Noah permaneció en silencio, pasando una página en Cómo cocinar como tu abuela con un bonito título. Ella no tenía la confianza para explicarle cómo hacer kimchi. O incluso cómo hacer bloques de soja fermentada…

“… ¿Por qué demonios lo compraste sin siquiera leerlo? Siempre me dices que no venga por impulso, Kyle.”

“¿Por qué estás tan preocupado? Muelle hará su magia de traducción más tarde. Y esto no fue una compra impulsiva. Es uno de mis pasatiempos”. Kyle le arrebató el libro de la mano. Los trece libros que había comprado en la librería desaparecieron en el subespacio de Muelle. Sus ojos estaban manchados de satisfacción. “Esto debería ser suficiente”.

Noah decidió no decir que ya era suficiente y demasiado. De hecho, ella no estaba en condiciones de detenerlo. Además, era mejor ver los beneficios si Kyle aprendía muchas más formas de cocinar.

“Y también compré algunos artículos de limpieza…”

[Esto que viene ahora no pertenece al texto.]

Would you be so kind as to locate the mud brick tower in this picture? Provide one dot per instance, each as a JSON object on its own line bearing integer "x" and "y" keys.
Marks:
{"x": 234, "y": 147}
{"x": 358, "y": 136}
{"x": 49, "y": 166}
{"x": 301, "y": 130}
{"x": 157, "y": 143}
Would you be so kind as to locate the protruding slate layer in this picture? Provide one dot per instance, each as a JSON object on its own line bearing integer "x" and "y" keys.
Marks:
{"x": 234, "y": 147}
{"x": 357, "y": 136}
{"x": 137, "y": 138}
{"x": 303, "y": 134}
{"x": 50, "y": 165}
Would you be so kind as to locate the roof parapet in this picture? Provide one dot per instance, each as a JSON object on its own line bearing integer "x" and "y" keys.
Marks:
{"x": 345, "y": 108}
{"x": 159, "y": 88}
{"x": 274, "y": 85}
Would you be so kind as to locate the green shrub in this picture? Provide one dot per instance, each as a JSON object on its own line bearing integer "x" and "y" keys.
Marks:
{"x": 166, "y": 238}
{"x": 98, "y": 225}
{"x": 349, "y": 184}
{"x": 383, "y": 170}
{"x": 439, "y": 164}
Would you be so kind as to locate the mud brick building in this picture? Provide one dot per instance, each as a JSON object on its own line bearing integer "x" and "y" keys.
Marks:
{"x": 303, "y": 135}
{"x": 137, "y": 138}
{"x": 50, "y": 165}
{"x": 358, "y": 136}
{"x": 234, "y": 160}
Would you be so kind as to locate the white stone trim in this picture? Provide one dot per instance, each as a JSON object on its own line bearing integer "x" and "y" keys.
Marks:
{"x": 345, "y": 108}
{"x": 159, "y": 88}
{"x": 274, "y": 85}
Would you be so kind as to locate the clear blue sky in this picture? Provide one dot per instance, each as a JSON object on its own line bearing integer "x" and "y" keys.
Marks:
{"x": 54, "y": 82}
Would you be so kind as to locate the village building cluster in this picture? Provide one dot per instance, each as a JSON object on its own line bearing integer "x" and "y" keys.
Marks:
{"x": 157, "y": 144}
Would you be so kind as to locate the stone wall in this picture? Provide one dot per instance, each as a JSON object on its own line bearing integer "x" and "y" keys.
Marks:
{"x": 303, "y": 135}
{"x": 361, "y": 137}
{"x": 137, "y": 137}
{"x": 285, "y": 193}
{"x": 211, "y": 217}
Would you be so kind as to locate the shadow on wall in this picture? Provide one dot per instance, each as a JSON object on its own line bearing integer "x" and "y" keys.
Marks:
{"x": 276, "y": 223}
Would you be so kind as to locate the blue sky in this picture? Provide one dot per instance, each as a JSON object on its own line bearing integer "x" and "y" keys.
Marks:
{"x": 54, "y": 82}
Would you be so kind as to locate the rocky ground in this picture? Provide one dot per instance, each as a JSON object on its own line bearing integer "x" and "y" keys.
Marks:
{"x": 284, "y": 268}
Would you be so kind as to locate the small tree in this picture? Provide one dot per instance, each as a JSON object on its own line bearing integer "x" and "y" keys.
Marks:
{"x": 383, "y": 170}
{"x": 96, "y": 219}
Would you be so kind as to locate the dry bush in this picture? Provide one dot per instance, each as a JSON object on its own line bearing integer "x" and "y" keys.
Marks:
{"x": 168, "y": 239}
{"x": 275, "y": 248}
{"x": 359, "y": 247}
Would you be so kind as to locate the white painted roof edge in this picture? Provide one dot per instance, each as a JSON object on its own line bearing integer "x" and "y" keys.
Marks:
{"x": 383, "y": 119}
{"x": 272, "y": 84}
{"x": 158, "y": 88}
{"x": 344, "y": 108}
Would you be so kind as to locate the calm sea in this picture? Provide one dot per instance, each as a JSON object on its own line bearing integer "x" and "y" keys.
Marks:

Había comprado productos de limpieza encima de los libros, y uno de ellos era incluso un quitapelusas que quitaba la suciedad de la ropa cuando la enrollabas. Pero tal vez porque no fue suficiente, no pudo dejar la esquina del centro comercial donde había comprado los artículos de limpieza hasta el último día.

“¿El detergente aquí es diferente al de Laurent?” inquirió.

“¿No son todos los detergentes iguales?”

“¿Cómo lees esto, Noah? Tela suave… diez…”

***

*goshiwon: un espacio de vida específico en Corea del Sur para alguien que estudia para un examen importante (prueba de servicio civil, etc.)